Past Aways: Facedown in the Timestream: “Mind MGMT’s” Matt Kindt writes this series, with art from Scott Kolins, about deep-time explorers who find themselves stranded in the backwaters of the 21st century. Now they’re forced to defend our era from the horrors being spit out at it by a rift in the timestream. The solicitation text indicates we’ll be getting some fish-out-of-water humor as these explorers have to contend with our “primitive” technology. Kindt’s presence would lead one to believe that we’ll be getting a head-trip of a story, but remember that he’s only writing this. So the inventive execution with regards to the comics form which marked his signature series may very well be absent here. I’m still intrigued enough to pick this up and give it a shot, regardless.
Usagi Yojimbo vol. 30: Thieves & Spies: Another volume of this great series in time for Comic-Con (like all of the other collections here, it’s advance-solicited for July). Nice to know that some things never change.
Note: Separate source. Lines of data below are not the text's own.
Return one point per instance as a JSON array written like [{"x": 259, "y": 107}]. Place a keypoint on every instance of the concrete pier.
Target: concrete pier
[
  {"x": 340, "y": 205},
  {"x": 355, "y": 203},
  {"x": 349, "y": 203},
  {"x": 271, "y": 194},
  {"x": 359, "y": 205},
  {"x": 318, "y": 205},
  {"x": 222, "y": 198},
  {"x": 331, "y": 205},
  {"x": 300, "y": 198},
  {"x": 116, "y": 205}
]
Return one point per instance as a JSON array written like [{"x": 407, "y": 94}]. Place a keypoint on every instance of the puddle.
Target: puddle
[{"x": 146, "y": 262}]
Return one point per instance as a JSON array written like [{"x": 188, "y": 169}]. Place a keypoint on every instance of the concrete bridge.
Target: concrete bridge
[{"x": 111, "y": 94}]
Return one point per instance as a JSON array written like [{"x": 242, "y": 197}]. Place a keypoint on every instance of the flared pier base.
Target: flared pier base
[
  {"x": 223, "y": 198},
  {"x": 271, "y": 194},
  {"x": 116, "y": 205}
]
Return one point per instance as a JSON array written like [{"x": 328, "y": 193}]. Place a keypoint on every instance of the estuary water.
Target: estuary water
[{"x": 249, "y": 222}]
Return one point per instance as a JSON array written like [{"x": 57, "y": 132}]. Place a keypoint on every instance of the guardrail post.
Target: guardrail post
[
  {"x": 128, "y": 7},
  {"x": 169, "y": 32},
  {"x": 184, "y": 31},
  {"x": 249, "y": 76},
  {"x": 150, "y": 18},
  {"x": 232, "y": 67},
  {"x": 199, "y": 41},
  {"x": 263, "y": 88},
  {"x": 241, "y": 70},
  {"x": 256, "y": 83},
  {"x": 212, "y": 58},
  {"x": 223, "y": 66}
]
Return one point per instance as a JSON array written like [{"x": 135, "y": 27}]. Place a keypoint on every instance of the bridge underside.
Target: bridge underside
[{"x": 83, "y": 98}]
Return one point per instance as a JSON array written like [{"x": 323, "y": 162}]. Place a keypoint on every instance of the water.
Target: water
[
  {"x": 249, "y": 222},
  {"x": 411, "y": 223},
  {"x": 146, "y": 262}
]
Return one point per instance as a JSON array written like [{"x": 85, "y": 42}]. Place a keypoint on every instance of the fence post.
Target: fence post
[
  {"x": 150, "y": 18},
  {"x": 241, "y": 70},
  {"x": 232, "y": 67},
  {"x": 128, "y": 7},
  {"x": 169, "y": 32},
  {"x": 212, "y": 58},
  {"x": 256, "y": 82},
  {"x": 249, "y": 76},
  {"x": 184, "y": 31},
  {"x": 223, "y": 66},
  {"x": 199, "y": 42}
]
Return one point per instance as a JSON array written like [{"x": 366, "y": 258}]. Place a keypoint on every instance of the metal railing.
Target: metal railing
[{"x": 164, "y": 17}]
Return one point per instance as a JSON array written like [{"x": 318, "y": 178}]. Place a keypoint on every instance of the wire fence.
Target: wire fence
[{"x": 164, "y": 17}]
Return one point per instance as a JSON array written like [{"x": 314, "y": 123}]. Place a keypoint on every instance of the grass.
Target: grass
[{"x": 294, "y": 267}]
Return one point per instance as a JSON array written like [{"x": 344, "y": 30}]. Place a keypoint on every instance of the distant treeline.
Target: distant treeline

Wandering Island: I wrote about this back in November and now we have the official solicitation for it. There’s not much to add here, save for the fact that for once, Dark Horse seems to be more realistic about a manga’s publication schedule than its Japanese publisher. By that I mean the cover to the manga indicates that this is “vol. 1” while there’s no such indication that this is an ongoing series in the solicitation text. So long as this volume doesn’t end on a cliffhanger, I’m okay with that. Mangaka Kenji Tsuruta has been publishing this series “irregularly” since 2012 so there’s no indication when a second volume will come out in Japan. If this does turn out to be good, treating each volume as an individual graphic novel will likely be better for its long-term health.